What a unique and strangely beautiful timbre she projected for us. Tracey Thorn meets Joan Baez. The sound of her voice was able to tickle that little happy place in my chest that much of todayʼs music doesn’t.
I was truly disappointed with many parts of the crowd that seemed more interested in their cell phones and having loud conversations about other things. Their loss, I suppose. It was her first time playing for a Montreal crowd. We can be jerks here. Folk music is, at times, soft and when you talk over it it gets ruined.
If I could give her one small piece of advice; engage the crowd a bit more. She didn’t really talk between songs or get a feel for the audience. I think if she did, people would have paid more attention.
Cat Clyde had opened for Rodriguez for his past few shows and I hope she was better received elsewhere, because she truly has a beautiful, unique voice that deserves to be heard.
Her first LP was released this spring and it is definitely worth a listen.
SPOILER ALERT: They found Sugar Man.
A table was put slightly to the side of centre stage and an elaborate selection of hats were placed across it. (Remember the hats, the hats are important)
From the moment Rodriguez was introduced, a spell was cast across the audience. A real-life-honest-to-God MYTH stood before us.
The years had clearly taken their toll upon his body but his spirit was bursting with light as the cheers from the crowd brought a smile to his face.
Dressed in black with a toque of the same colour, he leaned back on his stool like the coolest cat you have ever seen. He strummed his guitar gently and broke into song. What his aged voice lacked in lustre he more than made up for in emotion and soul.
Rodriguez’s first musical offering was met with thunderous applause. He seemed genuinely taken aback by the appreciation from the crowd. He looked across the crowd and replied: “I know itʼs the drinks… But I love you back”
Ripping off his toque, he displayed a full head of long hair. Shuffling through the table of hats to his side (the hats are important) he selected a tight white straw hat with a red white and blue bandana. Placing it over his head and adjusting his sun glasses, Rodriguez began to play the opening chords of “Your Song”
The rest of the band fell into the back ground as Rodriguez played a stripped down version of the Elton John classic solo.
“I don’t have much money but boy if I did I’d buy a big house where we both could live..” sang Rodriguez, gently.
The rendition was heartfelt and anyone familiar with Rodriguez’s story and struggles would see the beauty and honesty in these lines.
• Writer’s Note •
If you have yet to see the 2012 Documentary “Searching for Sugar Man” … It is simply magical.
It is the story of two South Africans trying to find out what happened to one of their musical heroes. He had not been heard from in many years and was rumoured dead. When he is discovered to be alive and living in Detroit the story takes a turn down a truly incredible path. Most people, myself included, had never heard of Rodriguez before the documentary was released. Most attendees at the concert were there because of that movie.
• Writer’s Note •
Rodriguez played a few more dreamy & relaxed compositions before switching to the third hat. The third was a black suede hat with silver details. Then switching into his white sunglasses he broke into “You’d Like To Admit It”. Each costume change was met with great amusement by the crowd as Rodriguez played Rock Star.
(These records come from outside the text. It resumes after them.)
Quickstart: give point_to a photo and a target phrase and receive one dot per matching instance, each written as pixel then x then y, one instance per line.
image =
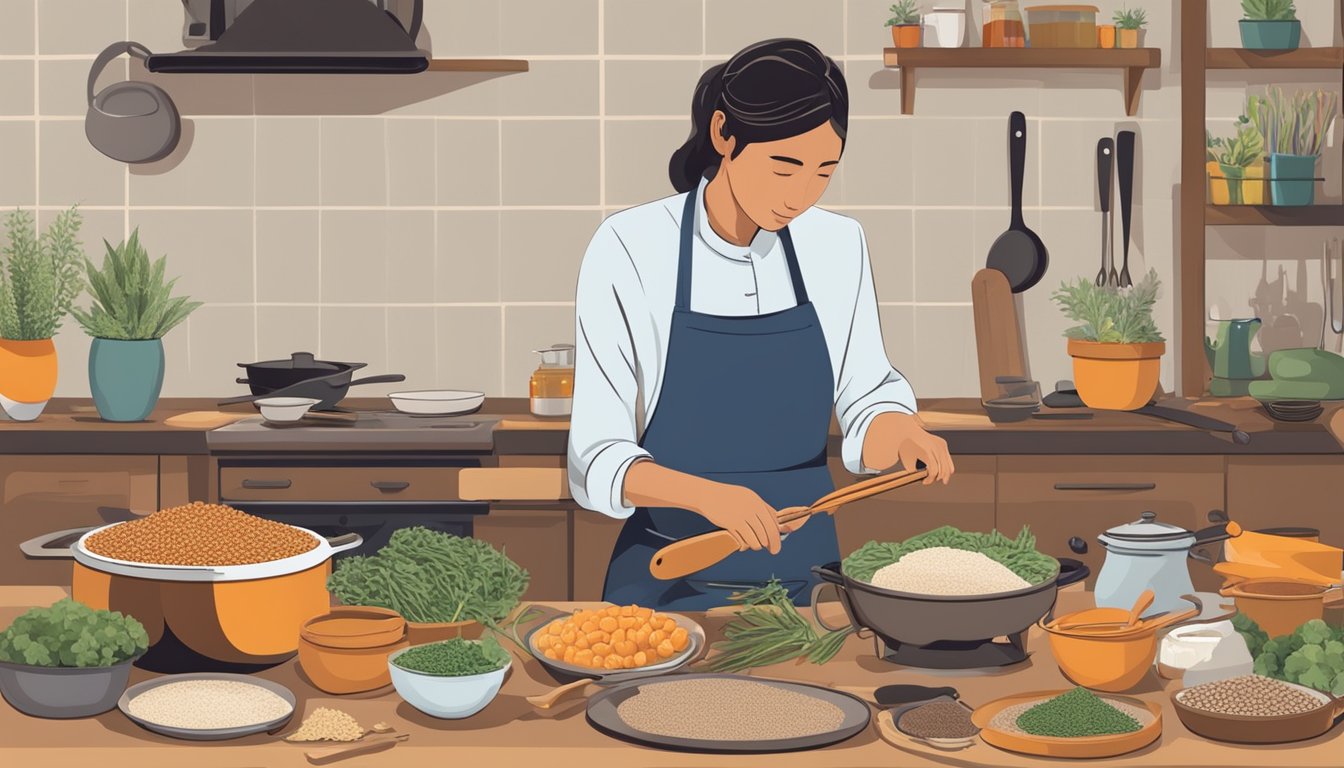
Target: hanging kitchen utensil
pixel 1125 167
pixel 1105 160
pixel 696 553
pixel 131 121
pixel 1019 253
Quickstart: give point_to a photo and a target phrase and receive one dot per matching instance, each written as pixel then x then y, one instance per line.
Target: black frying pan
pixel 1018 253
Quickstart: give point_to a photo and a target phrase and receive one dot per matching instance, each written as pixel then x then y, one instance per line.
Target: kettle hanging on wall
pixel 131 121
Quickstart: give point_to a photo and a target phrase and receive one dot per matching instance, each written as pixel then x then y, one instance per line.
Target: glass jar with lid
pixel 1003 27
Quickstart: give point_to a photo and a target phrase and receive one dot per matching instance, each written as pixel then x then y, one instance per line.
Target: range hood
pixel 320 36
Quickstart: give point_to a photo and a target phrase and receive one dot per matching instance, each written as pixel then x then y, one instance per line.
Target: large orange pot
pixel 1116 377
pixel 27 377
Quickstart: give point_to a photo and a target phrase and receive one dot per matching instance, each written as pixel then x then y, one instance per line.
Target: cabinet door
pixel 1063 496
pixel 43 494
pixel 538 540
pixel 967 502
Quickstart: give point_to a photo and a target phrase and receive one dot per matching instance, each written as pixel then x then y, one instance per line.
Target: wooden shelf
pixel 1132 61
pixel 1296 59
pixel 1274 215
pixel 477 65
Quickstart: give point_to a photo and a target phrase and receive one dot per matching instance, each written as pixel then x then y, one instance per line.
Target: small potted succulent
pixel 39 280
pixel 132 311
pixel 1235 171
pixel 1129 27
pixel 1270 26
pixel 69 659
pixel 1294 128
pixel 905 24
pixel 1116 346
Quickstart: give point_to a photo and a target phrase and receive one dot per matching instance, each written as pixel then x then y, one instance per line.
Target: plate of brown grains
pixel 726 714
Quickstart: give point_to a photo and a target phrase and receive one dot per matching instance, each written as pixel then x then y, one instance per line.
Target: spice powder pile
pixel 200 534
“I’m in the mood to reveal how I feel
You weren’t that sharp, but you had some appeal…” he sang with a full toothed grin
“Now there’s a hint of regret in your eyes
But you won’t tell me, and your smile’s your disguise” he continued.
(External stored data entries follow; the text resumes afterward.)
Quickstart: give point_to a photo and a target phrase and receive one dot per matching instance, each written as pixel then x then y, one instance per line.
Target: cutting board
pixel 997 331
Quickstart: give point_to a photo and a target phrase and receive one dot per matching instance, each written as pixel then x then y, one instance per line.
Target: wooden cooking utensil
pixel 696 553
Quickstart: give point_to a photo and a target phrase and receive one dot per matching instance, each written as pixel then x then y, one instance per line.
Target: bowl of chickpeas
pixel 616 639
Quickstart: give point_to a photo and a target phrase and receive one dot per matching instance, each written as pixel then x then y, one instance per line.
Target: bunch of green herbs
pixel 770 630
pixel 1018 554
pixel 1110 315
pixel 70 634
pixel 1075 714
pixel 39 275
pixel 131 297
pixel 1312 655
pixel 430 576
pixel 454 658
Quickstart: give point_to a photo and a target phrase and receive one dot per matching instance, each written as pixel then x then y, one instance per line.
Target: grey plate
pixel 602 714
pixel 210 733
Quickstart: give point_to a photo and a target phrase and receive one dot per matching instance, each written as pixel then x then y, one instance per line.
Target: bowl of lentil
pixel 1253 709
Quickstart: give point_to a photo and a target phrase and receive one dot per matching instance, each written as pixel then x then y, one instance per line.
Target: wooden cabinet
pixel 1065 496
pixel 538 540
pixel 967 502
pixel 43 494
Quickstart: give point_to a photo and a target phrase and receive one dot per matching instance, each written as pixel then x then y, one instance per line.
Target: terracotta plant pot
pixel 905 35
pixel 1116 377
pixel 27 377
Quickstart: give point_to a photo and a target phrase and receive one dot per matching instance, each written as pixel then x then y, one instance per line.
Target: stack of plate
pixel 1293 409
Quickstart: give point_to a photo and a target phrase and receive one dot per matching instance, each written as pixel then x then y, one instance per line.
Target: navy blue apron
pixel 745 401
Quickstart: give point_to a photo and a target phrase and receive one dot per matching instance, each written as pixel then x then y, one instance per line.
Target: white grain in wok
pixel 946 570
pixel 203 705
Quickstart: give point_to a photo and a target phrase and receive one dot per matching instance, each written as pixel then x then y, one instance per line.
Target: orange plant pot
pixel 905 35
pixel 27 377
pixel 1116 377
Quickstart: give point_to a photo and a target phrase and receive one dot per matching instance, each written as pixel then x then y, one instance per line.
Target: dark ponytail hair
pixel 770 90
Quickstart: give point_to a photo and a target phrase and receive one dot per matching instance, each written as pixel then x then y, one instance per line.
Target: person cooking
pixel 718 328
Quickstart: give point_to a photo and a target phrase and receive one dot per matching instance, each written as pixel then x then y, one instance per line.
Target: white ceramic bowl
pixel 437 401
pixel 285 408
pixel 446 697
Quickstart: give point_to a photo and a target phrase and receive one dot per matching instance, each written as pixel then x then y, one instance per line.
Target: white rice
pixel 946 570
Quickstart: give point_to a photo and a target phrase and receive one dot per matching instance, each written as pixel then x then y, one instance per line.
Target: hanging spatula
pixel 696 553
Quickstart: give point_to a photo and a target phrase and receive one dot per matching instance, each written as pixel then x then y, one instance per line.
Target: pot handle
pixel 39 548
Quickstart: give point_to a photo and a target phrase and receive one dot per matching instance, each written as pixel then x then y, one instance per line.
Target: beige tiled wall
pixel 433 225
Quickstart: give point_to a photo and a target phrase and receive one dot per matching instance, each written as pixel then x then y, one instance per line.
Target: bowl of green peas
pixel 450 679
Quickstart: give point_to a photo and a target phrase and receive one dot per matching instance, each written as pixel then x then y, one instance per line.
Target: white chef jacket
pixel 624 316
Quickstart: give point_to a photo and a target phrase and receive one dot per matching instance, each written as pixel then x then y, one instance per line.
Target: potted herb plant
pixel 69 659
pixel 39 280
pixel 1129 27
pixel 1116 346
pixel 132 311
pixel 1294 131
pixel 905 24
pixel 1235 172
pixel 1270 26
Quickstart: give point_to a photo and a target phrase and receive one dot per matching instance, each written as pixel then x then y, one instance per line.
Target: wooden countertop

Rodriguez has very playful Dylanesque lyrics in his songs that dance around in your head after you hear them. Covers of “La Vie en Rose” and “Light My Fire” by the Doors were performed.
Nearing the end of the show a lone voice screamed out “YOU ARE A LEGEND” and the crowd applauded for a minute straight in an electric shower of appreciation. Rodriguez was humble and appreciative for all of the love.
Legend is the best way to describe this man, and I am privileged to have seen a part of that story in person.